Ernährung

Barfen im Alltag: Wie ich meine Hunde füttere

Rohfütterung (BARF) für Basset Fauve de Bretagne im Napf

Bild KI-generiert

Wie unsere Rationen aussehen, warum Elli eine Ausnahme ist und worauf es beim Barfen wirklich ankommt.

Ich barfe meine Hunde – mit einer Ausnahme: Elli verträgt rohes Futter nicht und bekommt eine hochwertige Dose mit Trockenfutter dazu. Am Ende zählt für mich ohnehin nur eins: Das Futter muss von guter Qualität sein und der Hund muss es vertragen. Wie unser Alltag beim Barfen aussieht, und worauf ich dabei achte, beschreibe ich hier.


Warum BARF – und warum nicht bei Elli

Rohfütterung gibt mir die Kontrolle darüber, was tatsächlich im Napf landet. Ich weiß, woher das Fleisch kommt, wie frisch es ist und was zusätzlich hineingehört. Bei Elli funktioniert das nicht – sie verträgt BARF nicht und bekommt stattdessen eine hochwertige Nassfutter-Trockenfutter-Kombination. Das zeigt auch: Es gibt nicht die eine richtige Fütterung für jeden Hund. Wichtig ist am Ende, dass das Futter hochwertig ist und vertragen wird.

Was in den Napf kommt

Die Ration für Ariell, Souris und Aëla ist ein Mix aus:

  • Muskelfleisch
  • Fett
  • Leber, Niere, Milz
  • Gemüse-Obst-Mix
  • Knochenmehl
  • Bierhefe
  • Flohsamenschalen
  • Seealge als Jod-Lieferant
  • Omega-3-6-9-Öl

Das ergibt eine ausgewogene Mischung aus tierischen und pflanzlichen Anteilen, abgestimmt auf die jeweiligen Hunde.

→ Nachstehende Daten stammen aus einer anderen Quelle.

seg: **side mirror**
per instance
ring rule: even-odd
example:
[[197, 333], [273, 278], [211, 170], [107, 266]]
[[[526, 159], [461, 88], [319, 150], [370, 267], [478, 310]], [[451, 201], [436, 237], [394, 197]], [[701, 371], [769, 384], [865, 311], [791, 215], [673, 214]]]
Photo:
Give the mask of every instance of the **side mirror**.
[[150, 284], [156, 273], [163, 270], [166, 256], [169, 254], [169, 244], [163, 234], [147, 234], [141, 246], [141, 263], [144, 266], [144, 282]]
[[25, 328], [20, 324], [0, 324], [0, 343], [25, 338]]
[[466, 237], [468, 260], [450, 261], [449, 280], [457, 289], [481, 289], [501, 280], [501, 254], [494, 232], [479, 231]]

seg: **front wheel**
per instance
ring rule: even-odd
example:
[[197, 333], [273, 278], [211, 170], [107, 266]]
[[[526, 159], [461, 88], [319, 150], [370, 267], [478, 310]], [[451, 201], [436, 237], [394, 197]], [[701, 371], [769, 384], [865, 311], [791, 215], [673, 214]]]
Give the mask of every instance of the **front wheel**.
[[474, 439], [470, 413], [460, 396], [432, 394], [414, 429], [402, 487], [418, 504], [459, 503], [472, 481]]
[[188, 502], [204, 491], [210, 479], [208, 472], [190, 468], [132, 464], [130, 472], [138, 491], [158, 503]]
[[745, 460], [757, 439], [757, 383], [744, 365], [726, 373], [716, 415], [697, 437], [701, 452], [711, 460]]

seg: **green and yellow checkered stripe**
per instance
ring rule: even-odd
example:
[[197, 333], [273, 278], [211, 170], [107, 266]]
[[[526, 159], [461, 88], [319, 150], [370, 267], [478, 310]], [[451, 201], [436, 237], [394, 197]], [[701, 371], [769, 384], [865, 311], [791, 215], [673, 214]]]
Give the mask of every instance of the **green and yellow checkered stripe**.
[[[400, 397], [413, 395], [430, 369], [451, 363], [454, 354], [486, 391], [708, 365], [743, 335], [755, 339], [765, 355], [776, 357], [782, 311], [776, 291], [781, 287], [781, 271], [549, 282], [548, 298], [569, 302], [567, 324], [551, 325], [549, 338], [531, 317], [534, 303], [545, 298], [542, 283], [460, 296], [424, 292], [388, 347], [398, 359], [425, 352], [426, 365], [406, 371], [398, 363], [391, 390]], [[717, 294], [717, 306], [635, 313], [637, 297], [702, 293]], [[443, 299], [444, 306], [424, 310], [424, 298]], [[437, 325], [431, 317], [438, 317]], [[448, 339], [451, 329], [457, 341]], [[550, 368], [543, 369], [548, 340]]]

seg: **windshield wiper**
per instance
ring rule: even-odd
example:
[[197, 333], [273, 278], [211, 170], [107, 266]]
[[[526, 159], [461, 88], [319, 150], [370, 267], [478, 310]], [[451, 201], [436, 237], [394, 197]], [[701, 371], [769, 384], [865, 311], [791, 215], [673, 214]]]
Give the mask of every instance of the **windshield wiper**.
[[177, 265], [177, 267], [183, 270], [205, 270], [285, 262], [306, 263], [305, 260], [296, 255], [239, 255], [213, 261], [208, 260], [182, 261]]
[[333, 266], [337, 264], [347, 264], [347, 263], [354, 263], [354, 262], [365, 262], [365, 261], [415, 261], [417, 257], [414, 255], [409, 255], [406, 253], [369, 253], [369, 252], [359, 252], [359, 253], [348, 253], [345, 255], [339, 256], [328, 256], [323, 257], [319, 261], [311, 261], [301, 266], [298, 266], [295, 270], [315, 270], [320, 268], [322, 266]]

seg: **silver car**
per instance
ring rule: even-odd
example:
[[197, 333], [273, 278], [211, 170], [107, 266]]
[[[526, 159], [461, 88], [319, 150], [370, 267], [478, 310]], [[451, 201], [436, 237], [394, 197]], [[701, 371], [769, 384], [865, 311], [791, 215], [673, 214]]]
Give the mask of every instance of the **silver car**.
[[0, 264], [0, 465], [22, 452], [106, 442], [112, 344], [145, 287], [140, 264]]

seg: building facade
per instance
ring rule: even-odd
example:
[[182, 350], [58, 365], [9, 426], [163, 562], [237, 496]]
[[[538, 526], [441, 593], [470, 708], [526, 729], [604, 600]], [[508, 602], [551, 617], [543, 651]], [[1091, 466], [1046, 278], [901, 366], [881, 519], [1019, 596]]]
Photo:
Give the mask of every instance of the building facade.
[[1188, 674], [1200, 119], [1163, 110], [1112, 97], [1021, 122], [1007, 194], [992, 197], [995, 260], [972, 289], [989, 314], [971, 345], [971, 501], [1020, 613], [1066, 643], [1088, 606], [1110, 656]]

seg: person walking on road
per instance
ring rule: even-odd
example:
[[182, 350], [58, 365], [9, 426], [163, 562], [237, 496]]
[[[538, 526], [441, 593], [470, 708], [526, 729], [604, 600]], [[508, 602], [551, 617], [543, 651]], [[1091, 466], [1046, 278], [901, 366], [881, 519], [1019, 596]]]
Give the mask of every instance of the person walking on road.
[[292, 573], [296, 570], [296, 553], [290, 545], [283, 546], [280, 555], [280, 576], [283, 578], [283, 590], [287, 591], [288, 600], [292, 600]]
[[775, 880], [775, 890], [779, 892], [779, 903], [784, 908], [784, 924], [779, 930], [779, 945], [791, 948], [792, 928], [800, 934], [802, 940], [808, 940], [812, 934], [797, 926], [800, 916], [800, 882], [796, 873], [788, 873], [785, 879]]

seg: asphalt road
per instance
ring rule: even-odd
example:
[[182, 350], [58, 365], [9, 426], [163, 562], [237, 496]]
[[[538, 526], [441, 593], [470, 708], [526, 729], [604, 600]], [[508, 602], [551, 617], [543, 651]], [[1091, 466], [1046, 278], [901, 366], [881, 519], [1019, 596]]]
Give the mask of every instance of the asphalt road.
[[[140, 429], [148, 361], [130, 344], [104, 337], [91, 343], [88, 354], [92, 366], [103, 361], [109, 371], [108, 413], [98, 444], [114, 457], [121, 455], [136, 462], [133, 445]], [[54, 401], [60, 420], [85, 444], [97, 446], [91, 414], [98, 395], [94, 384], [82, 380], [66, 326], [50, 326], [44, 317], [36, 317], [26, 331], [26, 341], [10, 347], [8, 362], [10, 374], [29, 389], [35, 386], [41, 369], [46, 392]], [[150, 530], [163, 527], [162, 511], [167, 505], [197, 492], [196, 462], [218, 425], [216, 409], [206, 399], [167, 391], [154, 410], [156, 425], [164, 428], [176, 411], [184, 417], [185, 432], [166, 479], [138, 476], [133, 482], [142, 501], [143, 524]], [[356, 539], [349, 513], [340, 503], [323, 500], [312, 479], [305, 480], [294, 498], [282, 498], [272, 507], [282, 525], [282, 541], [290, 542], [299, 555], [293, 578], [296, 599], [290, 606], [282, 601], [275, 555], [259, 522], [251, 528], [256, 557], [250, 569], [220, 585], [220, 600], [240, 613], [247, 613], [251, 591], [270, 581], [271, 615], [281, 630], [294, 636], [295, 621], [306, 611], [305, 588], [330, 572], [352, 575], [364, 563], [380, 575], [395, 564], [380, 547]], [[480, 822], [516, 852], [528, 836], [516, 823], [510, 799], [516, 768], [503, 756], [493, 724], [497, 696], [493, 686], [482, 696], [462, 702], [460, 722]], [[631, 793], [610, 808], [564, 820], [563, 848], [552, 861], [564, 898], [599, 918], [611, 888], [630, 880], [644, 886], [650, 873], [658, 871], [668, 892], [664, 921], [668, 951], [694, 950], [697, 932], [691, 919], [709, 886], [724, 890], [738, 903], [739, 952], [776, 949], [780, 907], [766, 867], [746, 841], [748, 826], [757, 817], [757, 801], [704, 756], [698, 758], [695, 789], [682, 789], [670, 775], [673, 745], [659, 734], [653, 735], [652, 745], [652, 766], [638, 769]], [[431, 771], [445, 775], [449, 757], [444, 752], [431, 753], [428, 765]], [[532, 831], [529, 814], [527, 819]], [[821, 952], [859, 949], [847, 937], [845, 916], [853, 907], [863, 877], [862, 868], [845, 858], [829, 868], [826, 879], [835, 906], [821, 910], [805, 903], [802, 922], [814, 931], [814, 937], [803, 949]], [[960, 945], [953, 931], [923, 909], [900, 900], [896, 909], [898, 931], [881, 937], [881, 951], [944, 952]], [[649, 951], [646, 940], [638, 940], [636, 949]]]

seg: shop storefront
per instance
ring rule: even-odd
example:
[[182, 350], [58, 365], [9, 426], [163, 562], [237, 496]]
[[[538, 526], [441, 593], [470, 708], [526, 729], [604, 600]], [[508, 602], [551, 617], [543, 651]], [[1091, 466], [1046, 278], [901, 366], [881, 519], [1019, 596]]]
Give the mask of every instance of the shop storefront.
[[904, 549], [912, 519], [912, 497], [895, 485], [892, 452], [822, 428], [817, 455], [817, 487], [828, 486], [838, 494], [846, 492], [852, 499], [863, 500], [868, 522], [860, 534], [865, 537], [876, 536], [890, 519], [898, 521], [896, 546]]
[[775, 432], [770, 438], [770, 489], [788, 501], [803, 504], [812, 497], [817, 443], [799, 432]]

Tierisch 80 % Pflanzlich 20 %
Tierisch / pflanzlich
  • Tierisch — 80 %
  • Pflanzlich — 20 %
Muskelfleisch 75 % Innereien 15 % Pansen 10 %
Tierische Anteile
  • Muskelfleisch — 75 %
  • Innereien — 15 %
  • Pansen — 10 %

Frisch gemacht, portionsweise eingefroren

Das Futter kommt tiefgefroren und wird alle zwei Tage neu angesetzt. Das Gemüse koche ich nicht für jede Portion einzeln – ich bereite es für ein bis zwei Monate im Voraus vor und friere es portionsweise ein. Das spart im Alltag Zeit, ohne dass ich bei der Qualität Abstriche mache.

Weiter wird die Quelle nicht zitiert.